Mexico
- Cover of the first edition
- Author: James Michener
- Language: English
- Genre: Historical novel
- Publisher: Random House
- Publication date: 1992
- Publication place: United States
- Media type: Print (hardback)
- Pages: 625pp.
- ISBN: 0-679-41649-8

= Mexico (novel) =

1992 novel by James A. Michener

Mexico is a novel by James A. Michener published in 1992. Michener began work on the novel in 1961, abandoned it, and returned to it in 1991.

==Plot==

The main action of Mexico takes place in Mexico over a three-day period in the fictional city of Toledo in 1961. The occasion is the annual bullfighting festival, at which two matadors — one an acclaimed hero of the sport, the other a scrapping contender — are prepared to fight to the death for fame and glory.

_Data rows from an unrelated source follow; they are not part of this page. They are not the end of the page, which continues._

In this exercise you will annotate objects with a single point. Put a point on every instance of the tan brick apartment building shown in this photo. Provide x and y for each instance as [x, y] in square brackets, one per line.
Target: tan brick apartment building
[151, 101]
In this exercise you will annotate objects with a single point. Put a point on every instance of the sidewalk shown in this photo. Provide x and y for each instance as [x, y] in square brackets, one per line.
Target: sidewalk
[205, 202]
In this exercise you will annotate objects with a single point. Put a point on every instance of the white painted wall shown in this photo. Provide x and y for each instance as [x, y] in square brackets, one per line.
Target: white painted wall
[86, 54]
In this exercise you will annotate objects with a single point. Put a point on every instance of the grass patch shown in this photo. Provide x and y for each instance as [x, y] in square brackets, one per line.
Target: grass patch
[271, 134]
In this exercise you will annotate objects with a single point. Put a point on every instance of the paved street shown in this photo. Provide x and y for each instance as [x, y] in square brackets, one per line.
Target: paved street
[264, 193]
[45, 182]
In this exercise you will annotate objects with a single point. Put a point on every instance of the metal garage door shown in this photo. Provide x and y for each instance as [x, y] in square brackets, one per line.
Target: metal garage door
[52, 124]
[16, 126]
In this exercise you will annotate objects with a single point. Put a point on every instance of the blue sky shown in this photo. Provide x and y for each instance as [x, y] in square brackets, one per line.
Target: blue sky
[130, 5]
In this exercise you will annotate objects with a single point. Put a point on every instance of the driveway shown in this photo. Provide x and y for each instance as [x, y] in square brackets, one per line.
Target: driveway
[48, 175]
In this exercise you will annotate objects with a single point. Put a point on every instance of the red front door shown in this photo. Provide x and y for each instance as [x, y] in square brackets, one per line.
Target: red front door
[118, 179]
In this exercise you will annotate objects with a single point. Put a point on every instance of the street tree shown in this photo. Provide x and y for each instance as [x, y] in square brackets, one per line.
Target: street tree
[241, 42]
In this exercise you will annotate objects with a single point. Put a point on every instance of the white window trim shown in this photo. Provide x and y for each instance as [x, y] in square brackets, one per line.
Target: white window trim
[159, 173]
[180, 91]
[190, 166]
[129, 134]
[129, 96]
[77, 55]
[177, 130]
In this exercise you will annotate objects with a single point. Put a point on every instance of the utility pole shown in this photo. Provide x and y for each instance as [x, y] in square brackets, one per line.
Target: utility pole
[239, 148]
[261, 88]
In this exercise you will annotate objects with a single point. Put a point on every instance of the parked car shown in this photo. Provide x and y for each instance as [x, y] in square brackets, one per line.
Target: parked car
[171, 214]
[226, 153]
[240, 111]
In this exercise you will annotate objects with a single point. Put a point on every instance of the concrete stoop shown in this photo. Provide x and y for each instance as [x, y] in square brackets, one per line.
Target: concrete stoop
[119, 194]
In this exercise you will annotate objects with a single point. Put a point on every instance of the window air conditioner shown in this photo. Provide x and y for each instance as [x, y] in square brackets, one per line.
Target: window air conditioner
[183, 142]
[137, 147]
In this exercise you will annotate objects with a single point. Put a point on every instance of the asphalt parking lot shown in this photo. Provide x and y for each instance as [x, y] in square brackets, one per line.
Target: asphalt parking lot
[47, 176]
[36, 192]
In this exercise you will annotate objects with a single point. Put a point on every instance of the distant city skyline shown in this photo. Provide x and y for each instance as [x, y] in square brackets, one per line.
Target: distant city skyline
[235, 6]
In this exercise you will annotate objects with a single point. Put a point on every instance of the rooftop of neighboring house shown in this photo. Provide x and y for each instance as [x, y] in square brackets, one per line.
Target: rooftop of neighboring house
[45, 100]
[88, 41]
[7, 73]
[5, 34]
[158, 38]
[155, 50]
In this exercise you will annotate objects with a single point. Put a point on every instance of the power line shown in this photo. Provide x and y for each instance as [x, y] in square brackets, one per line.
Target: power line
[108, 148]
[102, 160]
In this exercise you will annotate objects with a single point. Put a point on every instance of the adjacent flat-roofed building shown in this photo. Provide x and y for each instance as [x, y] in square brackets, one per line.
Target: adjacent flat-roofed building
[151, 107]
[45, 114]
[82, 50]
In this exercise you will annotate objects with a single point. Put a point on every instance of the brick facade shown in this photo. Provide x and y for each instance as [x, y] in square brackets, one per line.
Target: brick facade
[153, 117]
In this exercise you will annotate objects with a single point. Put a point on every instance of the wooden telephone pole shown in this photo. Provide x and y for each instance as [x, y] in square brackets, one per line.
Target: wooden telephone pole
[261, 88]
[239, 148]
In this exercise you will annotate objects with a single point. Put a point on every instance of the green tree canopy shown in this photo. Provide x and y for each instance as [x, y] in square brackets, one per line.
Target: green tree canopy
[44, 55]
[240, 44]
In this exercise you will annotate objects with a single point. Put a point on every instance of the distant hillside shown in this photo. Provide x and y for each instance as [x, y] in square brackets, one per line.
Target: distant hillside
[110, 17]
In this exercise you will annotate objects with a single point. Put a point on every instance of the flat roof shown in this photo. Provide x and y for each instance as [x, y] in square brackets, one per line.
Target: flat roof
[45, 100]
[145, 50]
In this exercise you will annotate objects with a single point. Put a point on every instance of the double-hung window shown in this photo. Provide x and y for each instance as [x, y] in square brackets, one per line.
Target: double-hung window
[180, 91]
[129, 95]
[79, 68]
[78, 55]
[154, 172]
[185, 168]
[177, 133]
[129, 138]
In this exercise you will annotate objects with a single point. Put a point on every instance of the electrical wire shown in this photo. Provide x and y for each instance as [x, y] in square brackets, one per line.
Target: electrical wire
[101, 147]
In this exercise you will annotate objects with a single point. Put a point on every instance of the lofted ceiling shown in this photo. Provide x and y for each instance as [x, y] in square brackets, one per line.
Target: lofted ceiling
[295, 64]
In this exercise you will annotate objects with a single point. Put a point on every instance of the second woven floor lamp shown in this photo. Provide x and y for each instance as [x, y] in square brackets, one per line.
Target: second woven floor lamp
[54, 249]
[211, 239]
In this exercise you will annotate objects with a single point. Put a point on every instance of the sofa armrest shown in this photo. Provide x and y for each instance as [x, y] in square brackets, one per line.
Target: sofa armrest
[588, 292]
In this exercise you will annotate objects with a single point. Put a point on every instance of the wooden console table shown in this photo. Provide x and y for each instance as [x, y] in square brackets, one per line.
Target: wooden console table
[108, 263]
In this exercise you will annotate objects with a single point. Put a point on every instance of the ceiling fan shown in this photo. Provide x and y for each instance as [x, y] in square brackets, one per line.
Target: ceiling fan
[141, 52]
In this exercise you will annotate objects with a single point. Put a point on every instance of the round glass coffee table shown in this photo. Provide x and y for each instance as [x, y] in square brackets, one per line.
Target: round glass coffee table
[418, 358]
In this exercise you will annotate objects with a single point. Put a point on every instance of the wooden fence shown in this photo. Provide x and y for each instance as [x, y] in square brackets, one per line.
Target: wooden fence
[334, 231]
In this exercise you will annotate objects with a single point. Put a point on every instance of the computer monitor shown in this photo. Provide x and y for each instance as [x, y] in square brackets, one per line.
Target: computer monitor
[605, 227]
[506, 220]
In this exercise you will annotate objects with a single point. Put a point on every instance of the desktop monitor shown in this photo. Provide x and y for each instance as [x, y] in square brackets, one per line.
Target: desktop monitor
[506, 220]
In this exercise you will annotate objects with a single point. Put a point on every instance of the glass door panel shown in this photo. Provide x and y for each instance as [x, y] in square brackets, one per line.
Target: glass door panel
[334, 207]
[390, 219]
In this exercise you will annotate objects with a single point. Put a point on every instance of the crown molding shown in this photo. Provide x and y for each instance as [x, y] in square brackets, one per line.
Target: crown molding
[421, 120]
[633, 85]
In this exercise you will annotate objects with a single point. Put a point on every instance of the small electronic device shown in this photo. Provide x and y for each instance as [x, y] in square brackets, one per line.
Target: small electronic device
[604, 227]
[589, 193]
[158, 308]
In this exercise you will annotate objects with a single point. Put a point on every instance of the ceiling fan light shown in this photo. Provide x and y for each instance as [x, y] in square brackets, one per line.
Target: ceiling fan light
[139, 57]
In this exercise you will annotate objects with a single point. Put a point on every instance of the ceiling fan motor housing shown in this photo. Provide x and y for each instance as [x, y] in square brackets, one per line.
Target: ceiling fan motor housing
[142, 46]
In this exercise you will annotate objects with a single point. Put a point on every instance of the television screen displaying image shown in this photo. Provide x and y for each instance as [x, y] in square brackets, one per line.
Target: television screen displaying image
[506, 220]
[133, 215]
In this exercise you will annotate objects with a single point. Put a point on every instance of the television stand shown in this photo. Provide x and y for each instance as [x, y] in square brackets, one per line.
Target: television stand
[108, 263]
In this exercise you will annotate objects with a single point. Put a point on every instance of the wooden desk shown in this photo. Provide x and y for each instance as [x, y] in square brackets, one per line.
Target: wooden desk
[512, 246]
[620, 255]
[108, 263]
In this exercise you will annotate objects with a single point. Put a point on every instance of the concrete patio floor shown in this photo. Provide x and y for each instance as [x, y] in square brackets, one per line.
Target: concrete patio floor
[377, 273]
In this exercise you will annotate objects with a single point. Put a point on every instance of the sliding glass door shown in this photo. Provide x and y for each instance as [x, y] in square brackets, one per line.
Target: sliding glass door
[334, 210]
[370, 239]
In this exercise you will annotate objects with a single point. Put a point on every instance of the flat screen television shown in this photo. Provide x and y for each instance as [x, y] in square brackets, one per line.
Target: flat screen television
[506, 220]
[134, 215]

Through the memories of the book's narrator, Norman Clay, an American journalist of Spanish and Indian descent, Michener provides plenty of historical background, including a depiction of the fictitious Indian civilization that once flourished on the city's periphery. The story focuses on bullfighting, but also provides insight into Mexican culture. The reader follows the bulls from their breeding to their "sorting" to the pageantry and spectacle of the bullring, where picadors and banderilleros prepare the bull for the entrance of the matador with his red cape.

==Reception==
Publishers Weekly gave a negative review, criticizing the characterizations and plotting, and wrote that Mexico "doesn't catch fire as a personal story." Despite this negative review, Mexico charted at number 8 of Publishers Weekly's list bestselling books in the USA for 1992.